Well just to be clear, OBS does use the graphics card for compositing, scaling, filters, and color space conversions. That being said, if you are using it for nothing but OBS it will probably be fine. Having a super beefy card is more ideal if you are capturing on the same PC.
 

Krazy

Town drunk
Re: Dedicated OBS Streaming PC - Graphics Card or Integrated

If you go with an Ivy or Haswell CPU, the iGPU's on those CPUs should be sufficient, especially on the Haswell side of things. If you are going with Sandy Bridge, you *might* have some issues, but I still sort of doubt it.
 

Boildown

Active Member
Re: Dedicated OBS Streaming PC - Graphics Card or Integrated

I tried a GT630, and its kind of iffy with my i7 2600k.

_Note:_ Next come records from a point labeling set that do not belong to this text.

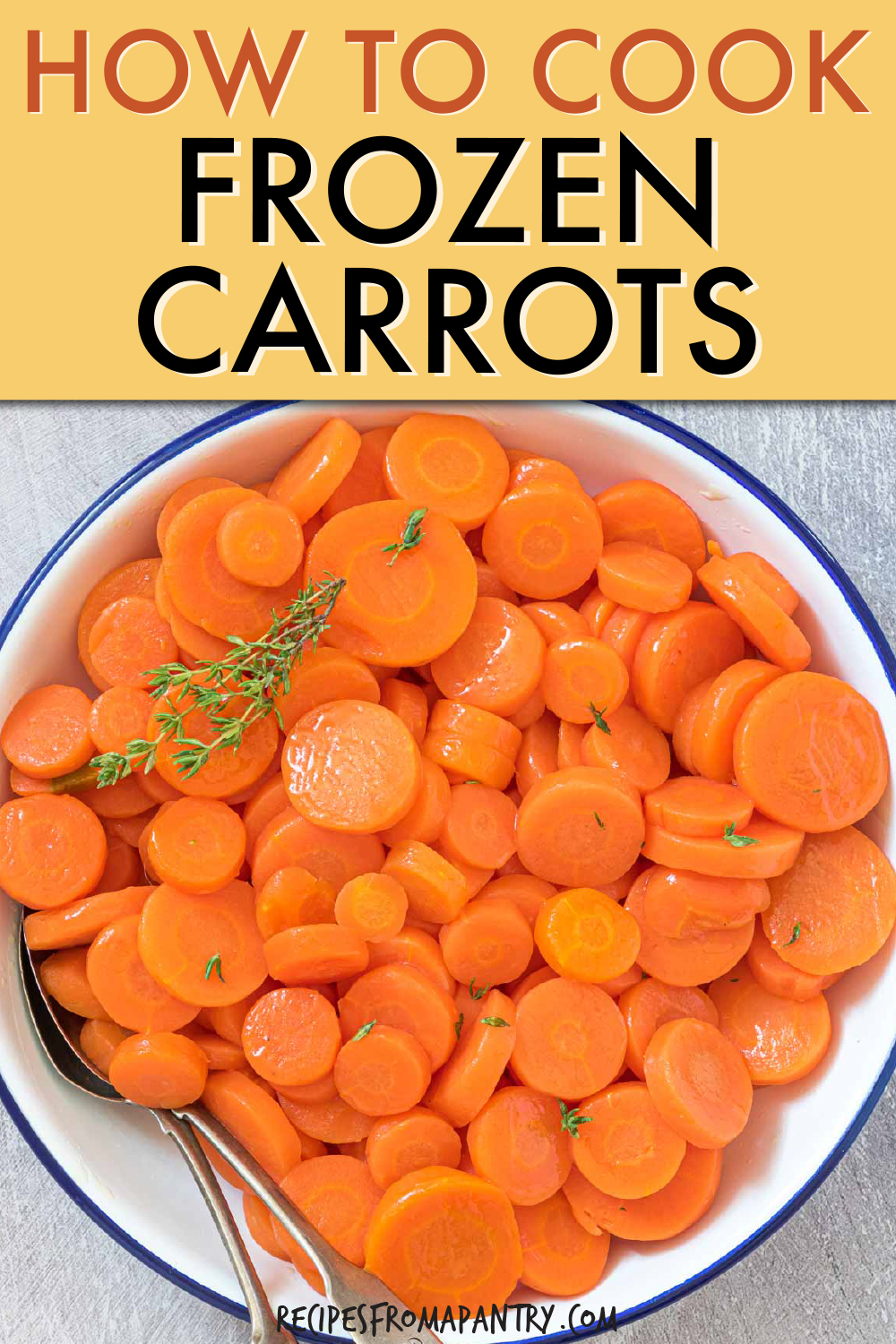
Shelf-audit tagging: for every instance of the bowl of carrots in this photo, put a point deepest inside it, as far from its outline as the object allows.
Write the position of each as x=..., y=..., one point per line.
x=484, y=811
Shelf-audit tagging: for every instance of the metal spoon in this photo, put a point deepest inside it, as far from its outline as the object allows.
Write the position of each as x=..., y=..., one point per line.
x=347, y=1285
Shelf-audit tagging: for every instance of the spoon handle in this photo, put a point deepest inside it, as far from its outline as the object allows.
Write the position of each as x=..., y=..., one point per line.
x=261, y=1317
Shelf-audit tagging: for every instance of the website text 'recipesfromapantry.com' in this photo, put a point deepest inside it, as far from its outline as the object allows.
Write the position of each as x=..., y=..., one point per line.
x=381, y=1319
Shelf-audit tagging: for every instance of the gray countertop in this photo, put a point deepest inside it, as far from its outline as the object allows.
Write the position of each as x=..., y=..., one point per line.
x=829, y=1273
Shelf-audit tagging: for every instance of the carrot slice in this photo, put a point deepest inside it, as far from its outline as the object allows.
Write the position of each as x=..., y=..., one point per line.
x=517, y=1142
x=780, y=1039
x=624, y=1145
x=450, y=464
x=397, y=609
x=408, y=1142
x=78, y=924
x=570, y=1039
x=718, y=714
x=53, y=849
x=379, y=766
x=206, y=951
x=691, y=960
x=583, y=674
x=643, y=577
x=461, y=1089
x=323, y=462
x=680, y=1058
x=497, y=663
x=653, y=515
x=543, y=540
x=810, y=752
x=656, y=1218
x=400, y=995
x=128, y=994
x=559, y=1255
x=443, y=1238
x=837, y=905
x=581, y=827
x=651, y=1003
x=160, y=1069
x=678, y=650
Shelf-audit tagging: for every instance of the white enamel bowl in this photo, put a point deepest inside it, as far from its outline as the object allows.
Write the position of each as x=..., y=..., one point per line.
x=117, y=1166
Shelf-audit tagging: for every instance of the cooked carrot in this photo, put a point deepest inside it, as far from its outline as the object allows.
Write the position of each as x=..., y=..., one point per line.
x=678, y=650
x=206, y=951
x=47, y=731
x=559, y=1255
x=260, y=540
x=543, y=540
x=780, y=763
x=648, y=513
x=447, y=462
x=78, y=924
x=656, y=1218
x=402, y=996
x=570, y=1039
x=581, y=675
x=463, y=1085
x=323, y=462
x=581, y=827
x=196, y=844
x=374, y=906
x=379, y=766
x=160, y=1069
x=683, y=1054
x=836, y=906
x=137, y=578
x=289, y=840
x=473, y=744
x=435, y=889
x=443, y=1238
x=398, y=609
x=425, y=817
x=520, y=1144
x=624, y=1145
x=410, y=1142
x=583, y=935
x=53, y=849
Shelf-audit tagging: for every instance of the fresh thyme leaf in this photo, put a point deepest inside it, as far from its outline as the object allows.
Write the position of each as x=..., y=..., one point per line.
x=411, y=537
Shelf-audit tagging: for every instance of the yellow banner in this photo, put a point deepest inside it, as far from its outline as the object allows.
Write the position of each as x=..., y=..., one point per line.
x=452, y=201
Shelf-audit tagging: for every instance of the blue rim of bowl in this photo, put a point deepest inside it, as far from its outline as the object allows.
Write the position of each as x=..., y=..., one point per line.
x=860, y=609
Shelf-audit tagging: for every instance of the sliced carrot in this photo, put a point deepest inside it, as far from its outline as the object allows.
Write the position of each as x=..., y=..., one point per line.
x=402, y=996
x=53, y=849
x=583, y=935
x=160, y=1069
x=810, y=753
x=408, y=1142
x=678, y=650
x=450, y=464
x=676, y=1064
x=689, y=960
x=78, y=924
x=206, y=951
x=443, y=1238
x=836, y=908
x=653, y=515
x=581, y=675
x=543, y=540
x=570, y=1039
x=397, y=609
x=559, y=1255
x=624, y=1145
x=656, y=1218
x=581, y=827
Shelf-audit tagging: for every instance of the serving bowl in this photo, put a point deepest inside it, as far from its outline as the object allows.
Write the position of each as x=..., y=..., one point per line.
x=120, y=1169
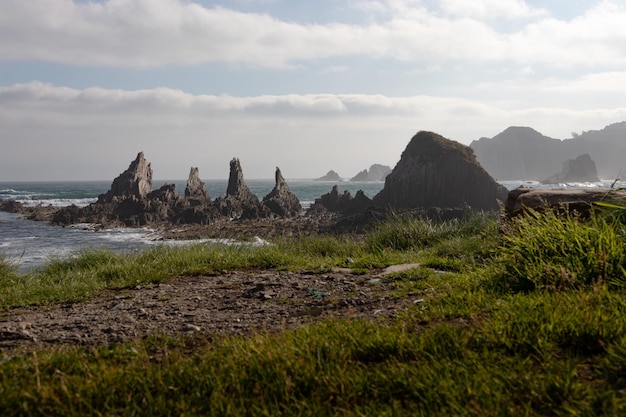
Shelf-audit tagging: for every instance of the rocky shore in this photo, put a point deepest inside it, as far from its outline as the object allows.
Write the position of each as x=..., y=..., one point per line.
x=435, y=177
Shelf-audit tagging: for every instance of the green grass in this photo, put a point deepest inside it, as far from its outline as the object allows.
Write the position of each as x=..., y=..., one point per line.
x=493, y=331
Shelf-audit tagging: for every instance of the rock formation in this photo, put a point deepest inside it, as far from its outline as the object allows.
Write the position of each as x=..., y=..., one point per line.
x=522, y=153
x=281, y=201
x=332, y=201
x=240, y=203
x=330, y=176
x=343, y=204
x=579, y=169
x=436, y=172
x=376, y=172
x=196, y=192
x=136, y=182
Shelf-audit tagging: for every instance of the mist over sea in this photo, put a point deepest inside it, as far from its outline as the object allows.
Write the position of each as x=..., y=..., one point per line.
x=29, y=244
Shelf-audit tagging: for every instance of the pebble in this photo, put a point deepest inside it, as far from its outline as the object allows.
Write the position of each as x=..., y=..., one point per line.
x=188, y=327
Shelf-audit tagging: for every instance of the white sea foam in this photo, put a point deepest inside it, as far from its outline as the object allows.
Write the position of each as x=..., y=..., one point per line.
x=56, y=202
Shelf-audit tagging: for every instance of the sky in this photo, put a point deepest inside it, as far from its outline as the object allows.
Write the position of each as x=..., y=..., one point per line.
x=307, y=86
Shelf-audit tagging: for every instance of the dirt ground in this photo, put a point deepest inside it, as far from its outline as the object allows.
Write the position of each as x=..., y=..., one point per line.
x=232, y=303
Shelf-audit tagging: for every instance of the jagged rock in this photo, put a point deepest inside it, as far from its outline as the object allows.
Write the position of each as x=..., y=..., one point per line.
x=196, y=192
x=240, y=203
x=361, y=176
x=376, y=172
x=136, y=181
x=330, y=176
x=579, y=169
x=437, y=172
x=579, y=201
x=281, y=200
x=332, y=201
x=359, y=204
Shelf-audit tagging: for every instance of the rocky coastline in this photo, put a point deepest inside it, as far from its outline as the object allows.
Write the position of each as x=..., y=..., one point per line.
x=435, y=177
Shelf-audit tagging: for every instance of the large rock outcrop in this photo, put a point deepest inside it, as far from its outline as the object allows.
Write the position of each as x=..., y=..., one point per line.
x=135, y=182
x=342, y=203
x=376, y=172
x=330, y=176
x=281, y=201
x=196, y=192
x=437, y=172
x=130, y=201
x=522, y=153
x=579, y=169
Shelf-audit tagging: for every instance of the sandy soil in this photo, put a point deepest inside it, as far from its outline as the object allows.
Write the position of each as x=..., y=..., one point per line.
x=232, y=303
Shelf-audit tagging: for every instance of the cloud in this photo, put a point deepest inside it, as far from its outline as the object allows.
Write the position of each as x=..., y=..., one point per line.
x=491, y=9
x=306, y=135
x=155, y=33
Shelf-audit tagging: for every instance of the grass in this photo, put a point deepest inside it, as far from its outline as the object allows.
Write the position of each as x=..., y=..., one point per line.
x=495, y=332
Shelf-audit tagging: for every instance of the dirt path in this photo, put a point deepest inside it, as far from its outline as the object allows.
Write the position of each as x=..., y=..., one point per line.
x=233, y=303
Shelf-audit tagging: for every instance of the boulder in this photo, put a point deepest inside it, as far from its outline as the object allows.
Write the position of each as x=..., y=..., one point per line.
x=332, y=201
x=330, y=176
x=359, y=204
x=196, y=192
x=281, y=201
x=136, y=182
x=579, y=169
x=437, y=172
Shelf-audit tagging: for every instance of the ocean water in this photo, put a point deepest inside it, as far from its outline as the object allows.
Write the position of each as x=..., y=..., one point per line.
x=29, y=244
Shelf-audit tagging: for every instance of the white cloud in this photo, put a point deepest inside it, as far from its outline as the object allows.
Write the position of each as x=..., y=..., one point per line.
x=152, y=33
x=303, y=134
x=491, y=9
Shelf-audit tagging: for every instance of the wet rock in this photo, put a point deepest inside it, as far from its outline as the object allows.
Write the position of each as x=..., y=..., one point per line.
x=196, y=192
x=136, y=182
x=281, y=201
x=437, y=172
x=376, y=172
x=332, y=201
x=240, y=203
x=330, y=176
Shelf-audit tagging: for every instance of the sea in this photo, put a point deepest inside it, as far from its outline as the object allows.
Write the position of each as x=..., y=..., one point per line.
x=30, y=244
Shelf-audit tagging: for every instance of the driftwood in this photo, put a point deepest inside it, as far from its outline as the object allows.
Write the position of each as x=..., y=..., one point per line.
x=579, y=201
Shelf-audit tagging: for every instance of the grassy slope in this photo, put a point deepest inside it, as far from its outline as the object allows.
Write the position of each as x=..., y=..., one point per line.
x=527, y=323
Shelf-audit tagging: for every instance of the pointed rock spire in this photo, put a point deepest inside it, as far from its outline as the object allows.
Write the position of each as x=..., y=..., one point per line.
x=236, y=185
x=281, y=200
x=196, y=191
x=136, y=182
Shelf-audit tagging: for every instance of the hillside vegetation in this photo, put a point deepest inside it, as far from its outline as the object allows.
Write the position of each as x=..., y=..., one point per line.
x=526, y=319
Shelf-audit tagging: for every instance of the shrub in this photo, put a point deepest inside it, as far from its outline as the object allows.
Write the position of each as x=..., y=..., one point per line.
x=548, y=251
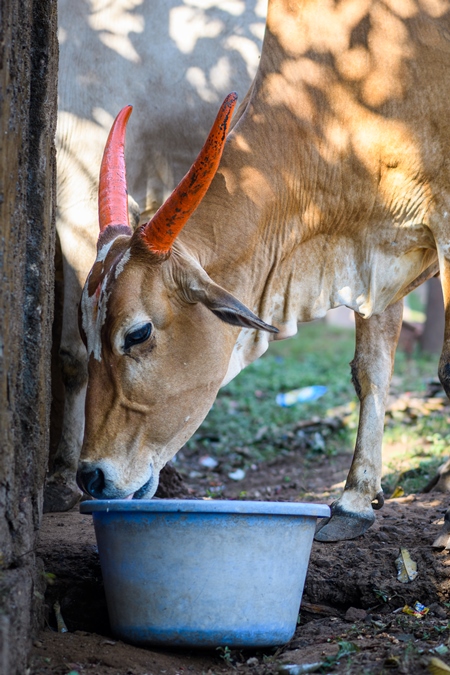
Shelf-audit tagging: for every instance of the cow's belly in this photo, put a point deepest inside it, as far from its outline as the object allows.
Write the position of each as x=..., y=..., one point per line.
x=366, y=282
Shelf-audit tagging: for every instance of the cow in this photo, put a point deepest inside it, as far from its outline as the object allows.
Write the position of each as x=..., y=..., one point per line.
x=175, y=61
x=330, y=187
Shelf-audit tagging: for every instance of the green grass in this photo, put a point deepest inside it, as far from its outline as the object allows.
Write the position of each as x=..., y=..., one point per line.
x=245, y=420
x=245, y=415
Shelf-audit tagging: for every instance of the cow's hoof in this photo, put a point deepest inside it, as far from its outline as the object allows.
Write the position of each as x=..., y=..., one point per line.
x=58, y=497
x=441, y=481
x=343, y=525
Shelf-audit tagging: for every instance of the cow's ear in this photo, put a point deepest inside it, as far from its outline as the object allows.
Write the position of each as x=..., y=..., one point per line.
x=225, y=306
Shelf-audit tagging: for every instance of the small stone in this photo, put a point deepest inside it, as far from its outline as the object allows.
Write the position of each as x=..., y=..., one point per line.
x=355, y=614
x=208, y=462
x=438, y=610
x=239, y=474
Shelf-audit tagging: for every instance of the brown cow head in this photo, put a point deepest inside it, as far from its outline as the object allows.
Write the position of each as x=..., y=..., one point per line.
x=157, y=353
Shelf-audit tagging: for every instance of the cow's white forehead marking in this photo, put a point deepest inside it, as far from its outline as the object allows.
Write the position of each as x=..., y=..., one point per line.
x=122, y=262
x=94, y=310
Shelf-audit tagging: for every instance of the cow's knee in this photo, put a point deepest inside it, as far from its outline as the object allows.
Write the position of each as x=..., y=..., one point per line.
x=444, y=373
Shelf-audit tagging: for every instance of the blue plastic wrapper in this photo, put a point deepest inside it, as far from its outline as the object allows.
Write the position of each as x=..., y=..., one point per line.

But in reality I got that card for my home theater PC, I just put it in my encoder PC for testing / curiosity.

I would go minimally with something like a GTX 550 or 650. On the AMD side, I'm not sure, but probably the AMD Radeon HD 7770 would be fine. So about $100 out of pocket, assuming you don't use the integrated Intel GPU.

As for that motherboard you picked, I'm not a fan. You're really selling out for PCIe 1x slots, and I find it doubtful that you'll ever use more than two of them. You're giving up USB 3.0, which means you can never use an X-Capture-1, AVerMedia ExtremeCap U3, or whatever other USB 3.0 capture device comes out in the future. You're giving up PCIe 4x which means nothing higher end, like the Blackmagic Decklink or what I use, a Datapath VisionRGB E1s.

Checking Newegg, it costs more, but here's the cheapest 1150 socket motherboard that eschews all PCI slots for some variant of PCIe, has at least one PCIe 4x in addition to the PCIe 16x, and supports USB 3: http://www.newegg.com/Product/Product.a ... 6813157460 . You can do quite a bit cheaper if you accept some PCI slots, like this one: http://www.newegg.com/Product/Product.a ... 6813157387 (PCI sound cards are still quite common, so its not a complete waste).

Edit: Your motherboard does have USB 3.0 ports, I misread that part. Assuming it uses the right chipset, then I think you're mostly fine with it, assuming you know you'll never want a high-end capture card. So its not as bad as I thought.
 

Sinistercalling

New Member
Hi I also have a separate pc for streaming with an avermedia capture card my question is is using a video card going to produce better quality then integrated graphics somehow ?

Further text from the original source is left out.